El rol de Gago

Gago tuvo una recuperación récord de la rotura del tendón de Aquiles

No ha sido un camino de rosas el regreso de Fernando Gago a Boca. Prodigio surgido de Inferiores, el por entonces “Pintita” la rompió con Alfio Basile, dejó una fortuna cuando se fue al Real Madrid e ilusionó a todos con su retorno en 2013, ya con Carlos Bianchi de entrenador. Sin embargo, las lesiones primero y su fastidio después conspiraron contra su calidad y su buen juego. Ya con el equipo más enderezado, tuvo que ver desde afuera los dos títulos que logró el club desde su vuelta. Ahora, Gago está recuperado en tiempo récord de su fea lesión ante River, estará ante Estudiantes en Mar del Plata y luchará por ganarse un lugar en este plantel.

¿Qué le deparará el 2016 a Fernando? El comienzo es esperanzador: con una voluntad enorme, achicó considerablemente los tiempos de recuperación y ya puede estar haciendo fútbol con el plantel antes del arranque de la temporada oficial, como para no dar ventaja.
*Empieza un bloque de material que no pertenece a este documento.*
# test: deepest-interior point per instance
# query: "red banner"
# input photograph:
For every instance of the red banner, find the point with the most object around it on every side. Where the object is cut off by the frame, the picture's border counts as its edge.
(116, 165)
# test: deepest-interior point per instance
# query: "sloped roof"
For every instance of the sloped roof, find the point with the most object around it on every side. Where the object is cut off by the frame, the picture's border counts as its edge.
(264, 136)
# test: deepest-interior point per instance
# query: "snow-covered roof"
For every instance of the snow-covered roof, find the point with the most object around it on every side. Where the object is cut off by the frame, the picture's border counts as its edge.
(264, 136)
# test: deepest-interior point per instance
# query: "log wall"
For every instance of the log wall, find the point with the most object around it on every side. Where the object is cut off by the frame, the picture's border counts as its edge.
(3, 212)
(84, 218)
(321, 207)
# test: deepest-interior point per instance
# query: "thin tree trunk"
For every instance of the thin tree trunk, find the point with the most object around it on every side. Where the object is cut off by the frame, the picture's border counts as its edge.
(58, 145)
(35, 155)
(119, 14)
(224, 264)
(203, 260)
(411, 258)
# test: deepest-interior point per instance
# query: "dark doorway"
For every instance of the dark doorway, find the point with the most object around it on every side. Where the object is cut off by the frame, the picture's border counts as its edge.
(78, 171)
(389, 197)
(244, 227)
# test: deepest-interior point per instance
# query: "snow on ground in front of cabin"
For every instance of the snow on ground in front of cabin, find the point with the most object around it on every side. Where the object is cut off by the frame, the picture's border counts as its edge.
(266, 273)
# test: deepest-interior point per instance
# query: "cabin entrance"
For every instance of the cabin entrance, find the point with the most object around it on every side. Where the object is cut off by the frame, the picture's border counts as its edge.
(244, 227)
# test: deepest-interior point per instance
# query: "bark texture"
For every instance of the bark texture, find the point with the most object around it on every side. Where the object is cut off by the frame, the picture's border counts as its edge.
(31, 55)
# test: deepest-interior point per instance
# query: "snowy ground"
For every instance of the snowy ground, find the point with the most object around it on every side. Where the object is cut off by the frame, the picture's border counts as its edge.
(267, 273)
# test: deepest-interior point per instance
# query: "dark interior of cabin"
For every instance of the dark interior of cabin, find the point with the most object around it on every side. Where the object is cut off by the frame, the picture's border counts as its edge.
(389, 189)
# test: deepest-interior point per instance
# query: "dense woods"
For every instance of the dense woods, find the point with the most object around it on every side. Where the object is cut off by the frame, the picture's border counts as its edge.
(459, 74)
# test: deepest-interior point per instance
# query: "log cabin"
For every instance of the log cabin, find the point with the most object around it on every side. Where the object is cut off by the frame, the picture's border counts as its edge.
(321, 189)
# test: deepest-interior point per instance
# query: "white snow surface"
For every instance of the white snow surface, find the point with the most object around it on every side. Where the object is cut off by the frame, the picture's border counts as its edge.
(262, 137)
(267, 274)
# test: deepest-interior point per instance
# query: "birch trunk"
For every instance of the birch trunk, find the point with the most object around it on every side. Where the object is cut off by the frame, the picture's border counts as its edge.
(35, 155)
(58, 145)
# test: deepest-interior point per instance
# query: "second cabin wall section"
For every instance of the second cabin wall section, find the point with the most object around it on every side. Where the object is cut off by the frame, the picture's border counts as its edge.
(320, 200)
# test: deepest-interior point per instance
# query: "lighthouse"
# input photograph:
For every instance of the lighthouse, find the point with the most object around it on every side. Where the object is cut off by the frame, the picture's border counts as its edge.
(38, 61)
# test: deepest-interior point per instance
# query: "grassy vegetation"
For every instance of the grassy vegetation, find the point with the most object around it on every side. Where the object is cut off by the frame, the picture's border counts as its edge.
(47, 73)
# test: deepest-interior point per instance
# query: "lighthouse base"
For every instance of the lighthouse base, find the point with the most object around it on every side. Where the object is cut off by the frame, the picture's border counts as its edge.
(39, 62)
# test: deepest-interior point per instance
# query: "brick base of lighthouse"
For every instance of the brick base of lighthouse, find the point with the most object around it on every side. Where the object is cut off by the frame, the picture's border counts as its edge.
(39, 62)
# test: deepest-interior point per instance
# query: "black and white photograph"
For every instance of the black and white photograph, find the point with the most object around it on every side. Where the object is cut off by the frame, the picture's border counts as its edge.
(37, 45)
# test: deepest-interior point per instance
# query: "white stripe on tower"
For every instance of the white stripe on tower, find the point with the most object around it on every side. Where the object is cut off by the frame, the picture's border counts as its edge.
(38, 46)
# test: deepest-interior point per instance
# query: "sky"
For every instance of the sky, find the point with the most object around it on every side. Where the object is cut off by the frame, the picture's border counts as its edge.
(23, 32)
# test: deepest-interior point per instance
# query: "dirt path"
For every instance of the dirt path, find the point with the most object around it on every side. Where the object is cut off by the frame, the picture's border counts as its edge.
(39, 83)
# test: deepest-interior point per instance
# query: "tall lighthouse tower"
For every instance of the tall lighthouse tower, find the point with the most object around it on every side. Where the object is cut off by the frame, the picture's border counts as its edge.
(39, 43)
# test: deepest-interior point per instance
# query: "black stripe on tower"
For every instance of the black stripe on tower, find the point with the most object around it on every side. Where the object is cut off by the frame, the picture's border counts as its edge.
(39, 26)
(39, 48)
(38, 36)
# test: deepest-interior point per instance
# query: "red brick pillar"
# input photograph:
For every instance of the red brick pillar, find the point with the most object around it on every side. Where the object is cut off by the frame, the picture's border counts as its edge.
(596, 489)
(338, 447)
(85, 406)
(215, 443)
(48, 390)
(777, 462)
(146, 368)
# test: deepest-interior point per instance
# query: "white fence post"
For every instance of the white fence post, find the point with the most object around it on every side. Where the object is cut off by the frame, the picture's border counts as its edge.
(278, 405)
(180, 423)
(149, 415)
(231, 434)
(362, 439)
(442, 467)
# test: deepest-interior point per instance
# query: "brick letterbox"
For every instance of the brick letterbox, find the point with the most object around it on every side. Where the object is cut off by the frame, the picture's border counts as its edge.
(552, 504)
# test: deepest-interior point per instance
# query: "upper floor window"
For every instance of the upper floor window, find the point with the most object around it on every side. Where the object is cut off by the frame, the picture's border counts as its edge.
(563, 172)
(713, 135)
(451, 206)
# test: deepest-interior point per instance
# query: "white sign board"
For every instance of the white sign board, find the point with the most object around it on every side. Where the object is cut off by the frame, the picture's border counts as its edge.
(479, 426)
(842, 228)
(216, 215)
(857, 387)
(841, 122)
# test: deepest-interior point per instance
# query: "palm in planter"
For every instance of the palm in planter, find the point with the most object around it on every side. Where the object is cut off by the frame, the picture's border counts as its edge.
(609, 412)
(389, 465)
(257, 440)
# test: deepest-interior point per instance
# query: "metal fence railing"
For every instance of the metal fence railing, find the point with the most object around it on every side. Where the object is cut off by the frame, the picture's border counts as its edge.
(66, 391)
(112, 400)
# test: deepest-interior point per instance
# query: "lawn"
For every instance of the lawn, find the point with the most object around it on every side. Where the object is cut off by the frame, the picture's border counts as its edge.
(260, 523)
Seguramente tendrá que volver a tomar ritmo, pero Gago tiene dos puestos a los que aspirar: el de volante central, llenando el hueco que por ahora es de un incipiente Andrés Cubas ante la baja de Cristian Erbes; o el de interior, flotante, como ladero de Lodeiro.

Es cierto que la inclusión de Gago en el mediocampo como un volante suelto puede conspirar contra un mal que preocupa en Boca: la falta de desborde. Fernando es más acorde a la distribución central, sin tanto despliegue; ubicarlo como número cinco, en cambio, contribuirá a la fluidez del juego si se lo rodea en los laterales con jugadores de dinámica y sorpresa. Habrá que ver si el ex Roma puede bancarse el mediocampo por su cuenta como en los viejos buenos tiempos.

Con la lupa encima por todavía no haber rendido como se esperaba, con la bronca por perderse las vueltas olímpicas del equipo, con las ganas de revertir todo manifestadas en su impresionante recuperación: así arranca Gago el 2016. “Pintita” quedó lejos y es hora de construir una nueva historia en Boca.